Søren Andersen

Personal information
- Date of birth: 31 January 1970 (age 55)
- Place of birth: Aarhus, Denmark
- Height: 1.81 m (5 ft 11 in)
- Position(s): Forward

Youth career
- 1984–1988: Silkeborg IF

Senior career*
- Years: Team / Apps / (Gls)
- 1989–1993: AGF Aarhus / 109 / (51)
- 1993–1994: Lleida / 22 / (2)
- 1994–1995: Rayo Vallecano / 10 / (1)
- 1995: IFK Norrkoping / 10 / (4)
- 1995–1998: Aalborg BK / 67 / (30)
- 1998–1999: Bristol City / 39 / (10)
- 1999–2001: Odense BK / 57 / (24)
- 2001–2003: AGF Aarhus / 18 / (6)
- Total:  / 332 / (128)

International career
- 1985–1986: Denmark U17 / 17 / (4)
- 1988: Denmark U19 / 5 / (1)
- 1990–1992: Denmark U21 / 7 / (0)
- 1993–2000: Denmark / 12 / (0)

= Søren Andersen =

Danish footballer (born 1970)

Søren Andersen (born 31 January 1970) is a Danish former professional footballer. He played as a striker, and most prominently represented English club Bristol City, Spanish club Rayo Vallecano, as well as several Danish clubs. He won the 1992 Danish Cup with AGF Aarhus. Andersen played 12 games for the Denmark national team, though he did not score, and represented Denmark at the 1992 Summer Olympics and 1996 European Championship tournaments.

==Career==
Andersen began his career as a junior with Silkeborg IF, joining AGF Aarhus in August 1989. He made his debut for the Danish under-21 national team in April 1990. He won the 1992 Danish Cup with AGF, and was included in the Danish under-21 squad for the 1992 Summer Olympics by coach Viggo Jensen. He played a single match at the tournament; his seventh and last games for the under-21 national team. He made his debut for the senior Danish national team in January 1993, under national coach Richard Møller Nielsen.

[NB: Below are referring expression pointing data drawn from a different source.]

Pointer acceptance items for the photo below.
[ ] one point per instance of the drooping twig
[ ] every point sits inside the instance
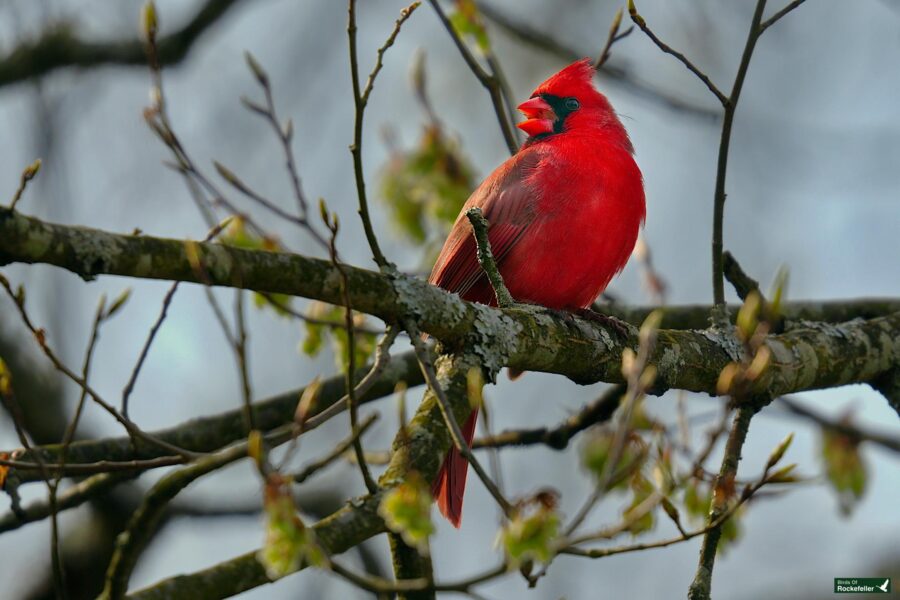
(40, 336)
(701, 586)
(639, 377)
(360, 100)
(613, 37)
(333, 225)
(722, 162)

Having scored 51 goals in 109 league games for AGF, Andersen moved abroad in October 1993. He went on to play for Spanish club UE Lleida in La Liga. He played a single season at Lleida, where he scored the winning goal in a 2–1 win against multiple Spanish champions Real Madrid. When Lleida were relegated to the Segunda División at the end of the season, Andersen moved to Segunda División rivals Rayo Vallecano. He played 12 games for Rayo, scoring a single goal.

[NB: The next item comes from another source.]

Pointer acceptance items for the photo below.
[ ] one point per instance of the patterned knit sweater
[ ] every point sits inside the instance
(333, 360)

In January 1995, Andersen moved to Swedish club IFK Norrköping, before going back to Denmark. He went on to play for defending Danish champions Aalborg Boldspilklub (AaB) in August 1995. At Aalborg, he was poised to replace striker Erik Bo Andersen who had been sold to Rangers. Søren Andersen became an instant success, and was called up for the Danish squad at the 1996 European Championship, where he played a single match. He was AaB's lead goalscorer in the 1996–97 season with 14 goals, the fifth highest tally of the league. He scored a total of 36 goals in 77 games for AaB, including five goals in a single game against Viborg FF.

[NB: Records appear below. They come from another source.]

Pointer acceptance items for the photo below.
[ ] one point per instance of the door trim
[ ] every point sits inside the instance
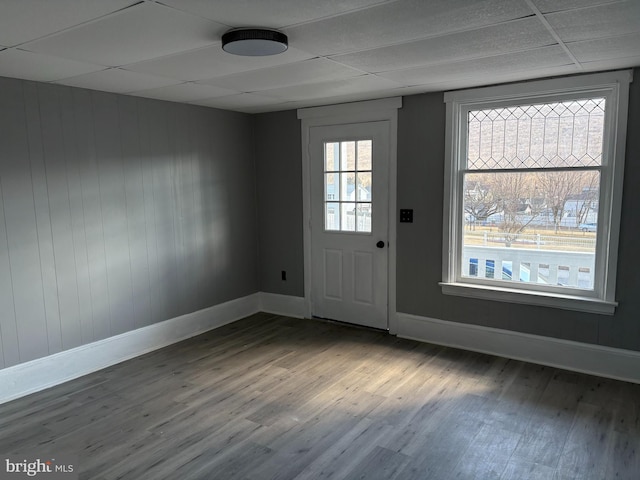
(358, 112)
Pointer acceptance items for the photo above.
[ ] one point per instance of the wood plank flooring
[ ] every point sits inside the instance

In July 1998, Andersen moved to England, joining Bristol City of the First Division for a fee of £425,000. He scored both City goals on his debut, a 2–2 draw at home to Oxford United. In the 1998–99 season, in which City were relegated, he scored 10 goals out of 29 in a forward partnership with Ade Akinbiyi. He left City in September 1999, returning to Denmark to join Odense BK, costing the Danish side £200,000. He left Odense to rejoin his former club AGF Aarhus in November 2001. He was injured in early March 2002, badly breaking his arm in a collision with Sweden international goalkeeper Magnus Kihlstedt, in a game against Kihlstedt's club FC København. He ended his career in March 2003, due to chronically aching achilles tendons.